The Flintstones: Fred and Barney are staying out too late.

Typical Solution
The Brady Bunch: The prom committee decides to have two queens.
The Bradys: Bobby gets married.
Married…With Children: They hate him.
Thirtysomething: If only we knew…
The Flintstones: Wilma and Betty decide to follow them.

House Style
The Brady Bunch: Conservative but mod, circa ’69
The Bradys: Conservative but mod, circa ’90
Married…With Children: Roach motel
Thirtysomething: Enviable
The Flintstones: Suburban cave

Clothing Style
The Brady Bunch: Early Osmonds
The Bradys: Made in the USA
Married…With Children: Flammable fabrics
Thirtysomething: Eclectic earth tones; nice ties
The Flintstones: One-piece

Most Annoying Character
The Brady Bunch: Alice’s cousin Emma, the substitute housekeeper (too strict)
The Bradys: Marcia’s husband, Wally (chronically unemployable)
Married…With Children: Steve (supercilious)
Thirtysomething: Ellyn (goes through Hope’s drawers, babbles, changes hairstyle every other week, generally mistreats her friends)
The Flintstones: Mr. Slate (bossy)

Attitude Toward Sex
The Brady Bunch: Never heard of it
The Bradys: Omigod — even Cindy does it!
Married…With Children: Peg: Yes. Al: No.
Thirtysomething: They didn’t get all those kids by accident.
The Flintstones: Prehistoric

How Spouses Fight
The Brady Bunch: They don’t.
The Bradys: Infrequently, but it happens
Married…With Children: Tooth and nail
Thirtysomething: They stop talking
The Flintstones: Fred and Barney go bowling while Wilma and Betty max out their charge cards.

How Kids Get Into Trouble
The Brady Bunch: Greg takes a puff of a cigarette.
The Bradys: Carol’s grandson steals her business cards and sticks them in the spokes of Bobby’s wheelchair.
Married…With Children: By committing felonies
Thirtysomething: Ethan plays with a forbidden toy rocket.
The Flintstones: They don’t.

How They’re Punished

The Brady Bunch: ”It’s not what you did, honey — it’s that you couldn’t come to us.”
The Bradys ”Next time, ask.”
Married…With Children: By the authorities
Thirtysomething: It blows up in his face.
The Flintstones: They’re not.

What Family Does For Fun
The Brady Bunch: Takes special three-part vacations to Hawaii and the Grand Canyon
The Bradys: Has flashbacks
Married…With Children: Exchanges insults
Thirtysomething: Talks
The Flintstones: Attends showings of The Monster at the Bedrock Drive-In

Unsolved Mysteries
The Brady Bunch: How exactly did Carol’s first husband and Mike’s first wife die?
The Bradys: What’s with Marcia’s new face and Bobby’s blonde hair
Married…With Children: What kind of hair spray does Peg use?
Thirtysomething: Why did Nancy take Elliot back? What do Gary and Susanna see in each other?
The Flintstones: How does Barney’s shirt stay on if he has no shoulders? Where do Fred and Wilma plug in their TV?

Worst Behavior
The Brady Bunch: The Brady children once made Alice feel under-appreciated.

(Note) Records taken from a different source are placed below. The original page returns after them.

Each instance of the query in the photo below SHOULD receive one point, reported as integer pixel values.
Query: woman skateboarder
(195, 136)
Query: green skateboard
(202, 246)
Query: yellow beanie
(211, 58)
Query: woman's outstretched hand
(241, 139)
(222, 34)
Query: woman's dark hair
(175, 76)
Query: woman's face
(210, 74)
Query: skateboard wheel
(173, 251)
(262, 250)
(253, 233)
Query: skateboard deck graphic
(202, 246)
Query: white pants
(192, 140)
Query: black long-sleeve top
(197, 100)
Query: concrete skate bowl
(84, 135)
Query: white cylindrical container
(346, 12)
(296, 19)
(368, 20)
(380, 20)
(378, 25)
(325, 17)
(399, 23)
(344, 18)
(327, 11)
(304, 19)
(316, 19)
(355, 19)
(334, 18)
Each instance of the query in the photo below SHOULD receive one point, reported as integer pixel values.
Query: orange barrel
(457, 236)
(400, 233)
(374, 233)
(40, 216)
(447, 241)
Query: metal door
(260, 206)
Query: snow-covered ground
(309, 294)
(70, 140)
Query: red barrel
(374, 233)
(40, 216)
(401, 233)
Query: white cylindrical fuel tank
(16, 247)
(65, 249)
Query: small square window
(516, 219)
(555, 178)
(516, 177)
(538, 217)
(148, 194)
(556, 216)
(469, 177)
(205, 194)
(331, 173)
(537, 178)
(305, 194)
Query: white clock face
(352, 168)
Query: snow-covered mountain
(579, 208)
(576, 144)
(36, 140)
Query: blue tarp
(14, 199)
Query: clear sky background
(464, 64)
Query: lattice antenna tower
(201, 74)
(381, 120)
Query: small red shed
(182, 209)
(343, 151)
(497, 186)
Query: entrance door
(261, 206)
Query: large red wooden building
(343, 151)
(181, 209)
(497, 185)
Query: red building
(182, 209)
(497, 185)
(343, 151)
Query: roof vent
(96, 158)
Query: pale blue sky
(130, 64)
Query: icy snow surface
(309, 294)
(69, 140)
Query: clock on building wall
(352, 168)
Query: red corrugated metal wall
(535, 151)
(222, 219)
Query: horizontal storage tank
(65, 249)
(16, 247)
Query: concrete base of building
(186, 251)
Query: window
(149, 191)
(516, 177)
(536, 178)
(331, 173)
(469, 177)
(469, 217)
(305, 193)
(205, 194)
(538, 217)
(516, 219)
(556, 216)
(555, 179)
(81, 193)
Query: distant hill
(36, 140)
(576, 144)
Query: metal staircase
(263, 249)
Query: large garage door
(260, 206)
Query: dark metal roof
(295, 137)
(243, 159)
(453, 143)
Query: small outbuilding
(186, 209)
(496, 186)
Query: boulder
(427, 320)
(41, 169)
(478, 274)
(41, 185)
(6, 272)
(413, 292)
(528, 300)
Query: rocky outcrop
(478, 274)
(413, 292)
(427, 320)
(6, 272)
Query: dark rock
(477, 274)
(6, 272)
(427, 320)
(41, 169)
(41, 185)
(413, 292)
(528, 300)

The Bradys: Marcia’s son Mickey watches Bobby’s car-crash tape for fun.
Married…With Children: The Bundy’s kill their neighbor’s dog.
Thirtysomething: Elliot has an affair and talks about it.
The Flintstones: Characters don’t wear under-clothes.

Best Reason To Watch
The Brady Bunch: This is what life should be.
The Bradys: They’re all grown-ups now!
Married…With Children: Terry Rakolta hates it.
Thirtysomething (Tie) This is your life. This isn’t your life.
The Flintstones: This is what life might have been.

Best Reason Not To Watch
The Brady Bunch: Blurred vision from rerun overdoses.
The Bradys: You’re all grown-ups now.
Married…With Children: She has a point.
Thirtysomething: After a while, you think it’s real.